Users can jump to any page. It is good for admin panels.
But it gets slow with large offsets. Database must count through skipped rows.
Cursor Pagination is more efficient. It is perfect for infinite scroll.
It handles real-time data inserts well. Use it for feeds and timelines.
The downside is no random page access. You must move sequentially.
Best Practices and Tips
Always set a maximum page size. This prevents server overload.
Use sensible defaults. Page 1 and size 20 are common.
Include metadata in responses. Total counts and links help clients.
For streaming very large datasets, consider our guide on Stream Large Responses with Python FastAPI.
Optimize database queries with indexes. This is critical for performance.
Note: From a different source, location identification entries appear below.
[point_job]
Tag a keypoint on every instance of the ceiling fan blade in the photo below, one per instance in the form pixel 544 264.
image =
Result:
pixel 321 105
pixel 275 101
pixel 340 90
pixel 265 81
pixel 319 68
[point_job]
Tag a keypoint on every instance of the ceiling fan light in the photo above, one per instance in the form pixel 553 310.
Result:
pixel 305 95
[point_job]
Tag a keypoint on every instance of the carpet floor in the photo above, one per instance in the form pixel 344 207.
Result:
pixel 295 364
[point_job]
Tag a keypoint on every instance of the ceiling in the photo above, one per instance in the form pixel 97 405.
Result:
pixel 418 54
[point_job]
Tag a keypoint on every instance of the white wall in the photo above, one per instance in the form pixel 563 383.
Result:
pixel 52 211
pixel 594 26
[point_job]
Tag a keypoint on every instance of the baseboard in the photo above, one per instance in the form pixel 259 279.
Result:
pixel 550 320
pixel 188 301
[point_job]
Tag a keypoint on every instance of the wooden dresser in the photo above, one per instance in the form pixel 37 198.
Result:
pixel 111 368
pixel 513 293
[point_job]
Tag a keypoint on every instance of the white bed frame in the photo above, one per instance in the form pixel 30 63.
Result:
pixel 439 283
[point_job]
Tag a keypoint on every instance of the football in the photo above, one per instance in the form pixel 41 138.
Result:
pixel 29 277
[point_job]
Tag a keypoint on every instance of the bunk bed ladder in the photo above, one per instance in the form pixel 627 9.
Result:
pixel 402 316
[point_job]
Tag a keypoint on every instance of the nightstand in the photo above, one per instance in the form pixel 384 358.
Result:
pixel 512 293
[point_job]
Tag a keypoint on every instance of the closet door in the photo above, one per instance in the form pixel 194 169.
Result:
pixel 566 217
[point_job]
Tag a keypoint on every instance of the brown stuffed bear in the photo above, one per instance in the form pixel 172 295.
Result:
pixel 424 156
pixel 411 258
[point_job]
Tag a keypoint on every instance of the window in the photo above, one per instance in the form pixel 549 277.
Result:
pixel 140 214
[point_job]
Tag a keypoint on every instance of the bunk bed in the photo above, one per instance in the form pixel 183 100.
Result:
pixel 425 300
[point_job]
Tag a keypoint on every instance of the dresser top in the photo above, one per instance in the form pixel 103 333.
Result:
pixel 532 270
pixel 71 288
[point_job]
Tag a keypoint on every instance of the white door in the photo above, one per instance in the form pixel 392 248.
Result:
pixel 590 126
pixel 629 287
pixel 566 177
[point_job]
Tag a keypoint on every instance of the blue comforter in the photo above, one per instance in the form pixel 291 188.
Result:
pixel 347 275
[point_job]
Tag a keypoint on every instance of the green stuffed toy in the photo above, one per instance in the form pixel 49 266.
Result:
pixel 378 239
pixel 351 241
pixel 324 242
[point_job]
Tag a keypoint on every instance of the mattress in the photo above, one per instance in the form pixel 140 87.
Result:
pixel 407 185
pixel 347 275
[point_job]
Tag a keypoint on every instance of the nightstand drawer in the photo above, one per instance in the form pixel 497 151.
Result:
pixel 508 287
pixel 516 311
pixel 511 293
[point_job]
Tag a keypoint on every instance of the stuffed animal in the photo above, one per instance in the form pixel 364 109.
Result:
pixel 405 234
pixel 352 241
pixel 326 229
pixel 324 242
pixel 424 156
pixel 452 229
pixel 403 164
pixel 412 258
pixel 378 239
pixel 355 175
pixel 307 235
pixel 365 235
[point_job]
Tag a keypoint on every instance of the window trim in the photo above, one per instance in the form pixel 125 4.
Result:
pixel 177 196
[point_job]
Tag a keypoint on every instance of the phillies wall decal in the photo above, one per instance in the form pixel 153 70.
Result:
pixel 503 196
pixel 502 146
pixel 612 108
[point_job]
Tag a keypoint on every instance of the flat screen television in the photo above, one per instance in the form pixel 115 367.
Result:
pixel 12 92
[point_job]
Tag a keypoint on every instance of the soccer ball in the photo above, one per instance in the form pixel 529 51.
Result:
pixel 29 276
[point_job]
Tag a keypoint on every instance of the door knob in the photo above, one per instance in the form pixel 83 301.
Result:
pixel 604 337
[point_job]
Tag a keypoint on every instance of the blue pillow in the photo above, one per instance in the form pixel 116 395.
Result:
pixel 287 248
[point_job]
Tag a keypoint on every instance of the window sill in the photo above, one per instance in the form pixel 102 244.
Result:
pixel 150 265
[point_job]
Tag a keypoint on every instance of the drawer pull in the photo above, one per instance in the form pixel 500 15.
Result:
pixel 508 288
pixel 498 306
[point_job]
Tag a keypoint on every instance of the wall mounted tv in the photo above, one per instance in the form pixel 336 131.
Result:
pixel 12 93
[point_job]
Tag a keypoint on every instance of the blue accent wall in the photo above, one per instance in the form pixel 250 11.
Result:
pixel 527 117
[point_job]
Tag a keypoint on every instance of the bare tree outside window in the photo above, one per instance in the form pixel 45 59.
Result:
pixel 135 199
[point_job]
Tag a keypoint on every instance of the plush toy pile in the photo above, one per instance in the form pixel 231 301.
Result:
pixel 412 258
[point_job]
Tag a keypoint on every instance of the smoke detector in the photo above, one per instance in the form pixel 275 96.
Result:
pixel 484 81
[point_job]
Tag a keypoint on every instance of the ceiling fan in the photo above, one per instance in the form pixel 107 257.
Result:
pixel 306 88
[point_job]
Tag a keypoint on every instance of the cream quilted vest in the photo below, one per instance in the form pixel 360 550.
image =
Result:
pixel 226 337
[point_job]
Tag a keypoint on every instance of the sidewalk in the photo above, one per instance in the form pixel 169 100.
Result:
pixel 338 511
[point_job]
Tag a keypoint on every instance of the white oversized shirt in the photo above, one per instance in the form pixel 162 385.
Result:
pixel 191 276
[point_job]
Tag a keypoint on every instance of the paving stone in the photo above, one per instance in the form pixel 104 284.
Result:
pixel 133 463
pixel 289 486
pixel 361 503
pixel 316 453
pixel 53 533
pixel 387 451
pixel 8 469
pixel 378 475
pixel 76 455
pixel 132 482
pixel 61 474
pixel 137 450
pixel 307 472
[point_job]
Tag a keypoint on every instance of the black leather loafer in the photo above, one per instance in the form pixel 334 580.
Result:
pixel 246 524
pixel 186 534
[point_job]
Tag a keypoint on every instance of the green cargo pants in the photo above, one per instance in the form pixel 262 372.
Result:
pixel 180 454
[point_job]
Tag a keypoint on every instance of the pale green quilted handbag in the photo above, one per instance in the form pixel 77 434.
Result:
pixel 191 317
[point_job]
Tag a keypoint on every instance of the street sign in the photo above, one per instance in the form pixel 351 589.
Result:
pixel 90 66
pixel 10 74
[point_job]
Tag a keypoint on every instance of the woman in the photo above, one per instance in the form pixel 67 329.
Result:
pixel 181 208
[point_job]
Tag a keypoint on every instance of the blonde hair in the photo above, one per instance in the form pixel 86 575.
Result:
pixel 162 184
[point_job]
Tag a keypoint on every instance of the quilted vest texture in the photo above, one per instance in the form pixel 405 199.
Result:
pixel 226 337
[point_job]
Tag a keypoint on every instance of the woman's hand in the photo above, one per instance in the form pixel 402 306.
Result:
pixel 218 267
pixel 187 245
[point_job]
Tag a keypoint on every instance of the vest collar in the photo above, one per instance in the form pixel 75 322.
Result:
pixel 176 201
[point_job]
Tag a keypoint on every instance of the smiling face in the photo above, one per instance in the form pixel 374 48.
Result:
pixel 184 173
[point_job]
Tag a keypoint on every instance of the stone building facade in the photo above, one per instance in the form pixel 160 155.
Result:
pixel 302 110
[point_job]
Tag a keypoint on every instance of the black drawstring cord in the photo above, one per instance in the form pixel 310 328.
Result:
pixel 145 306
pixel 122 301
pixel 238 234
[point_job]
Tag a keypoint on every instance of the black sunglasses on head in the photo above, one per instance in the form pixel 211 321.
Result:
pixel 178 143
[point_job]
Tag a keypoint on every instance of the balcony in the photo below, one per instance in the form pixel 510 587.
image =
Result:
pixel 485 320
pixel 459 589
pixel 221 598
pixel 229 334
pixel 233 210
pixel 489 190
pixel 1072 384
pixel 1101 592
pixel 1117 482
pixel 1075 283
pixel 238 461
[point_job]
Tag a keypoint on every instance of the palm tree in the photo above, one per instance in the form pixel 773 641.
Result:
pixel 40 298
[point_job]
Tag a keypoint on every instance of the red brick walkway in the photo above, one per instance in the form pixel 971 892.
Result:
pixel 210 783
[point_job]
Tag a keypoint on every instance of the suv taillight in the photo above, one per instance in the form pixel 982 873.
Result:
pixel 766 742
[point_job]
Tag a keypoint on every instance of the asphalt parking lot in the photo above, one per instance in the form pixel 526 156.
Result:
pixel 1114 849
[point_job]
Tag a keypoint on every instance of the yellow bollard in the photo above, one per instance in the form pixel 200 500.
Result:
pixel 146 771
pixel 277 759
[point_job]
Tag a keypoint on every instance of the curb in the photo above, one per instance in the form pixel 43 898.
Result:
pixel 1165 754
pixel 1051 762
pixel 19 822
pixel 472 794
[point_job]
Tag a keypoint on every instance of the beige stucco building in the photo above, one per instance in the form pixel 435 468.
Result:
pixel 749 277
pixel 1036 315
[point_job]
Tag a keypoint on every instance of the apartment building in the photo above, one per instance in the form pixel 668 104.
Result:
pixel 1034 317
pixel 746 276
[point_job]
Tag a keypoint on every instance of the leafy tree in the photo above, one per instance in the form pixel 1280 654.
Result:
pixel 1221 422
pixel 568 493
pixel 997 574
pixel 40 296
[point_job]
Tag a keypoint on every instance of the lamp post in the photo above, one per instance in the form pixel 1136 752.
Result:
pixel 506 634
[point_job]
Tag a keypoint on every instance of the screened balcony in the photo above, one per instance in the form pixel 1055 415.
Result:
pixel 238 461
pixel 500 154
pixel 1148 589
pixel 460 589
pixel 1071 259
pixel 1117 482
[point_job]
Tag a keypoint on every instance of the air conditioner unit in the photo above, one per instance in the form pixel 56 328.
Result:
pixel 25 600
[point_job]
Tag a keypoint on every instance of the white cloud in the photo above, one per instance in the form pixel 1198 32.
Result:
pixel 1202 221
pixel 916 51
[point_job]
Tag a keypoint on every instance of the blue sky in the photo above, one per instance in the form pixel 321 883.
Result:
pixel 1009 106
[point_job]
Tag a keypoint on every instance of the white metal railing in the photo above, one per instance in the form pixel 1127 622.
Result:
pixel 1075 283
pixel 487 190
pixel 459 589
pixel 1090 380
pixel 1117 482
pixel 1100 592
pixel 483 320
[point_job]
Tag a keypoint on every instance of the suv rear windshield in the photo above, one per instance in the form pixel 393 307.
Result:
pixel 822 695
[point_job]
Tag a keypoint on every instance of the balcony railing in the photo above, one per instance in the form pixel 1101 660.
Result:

Learn more in our FastAPI Performance Optimization Guide.
Common Pitfalls
Avoid offset with large skip values. Database performance will drop.
Never expose raw database keys as cursors. Use encoded or opaque cursors.
Validate all input parameters. Ensure page and size are positive numbers.
Handle edge cases. Empty results or a cursor pointing to a deleted item.
Conclusion
Pagination is essential for good API design. FastAPI makes implementation straightforward.
Offset pagination is easy for basic use cases. Cursor pagination scales better.
Choose based on your data and user needs. Always include helpful response metadata.
This improves both performance and developer experience. Your API will be robust and scalable.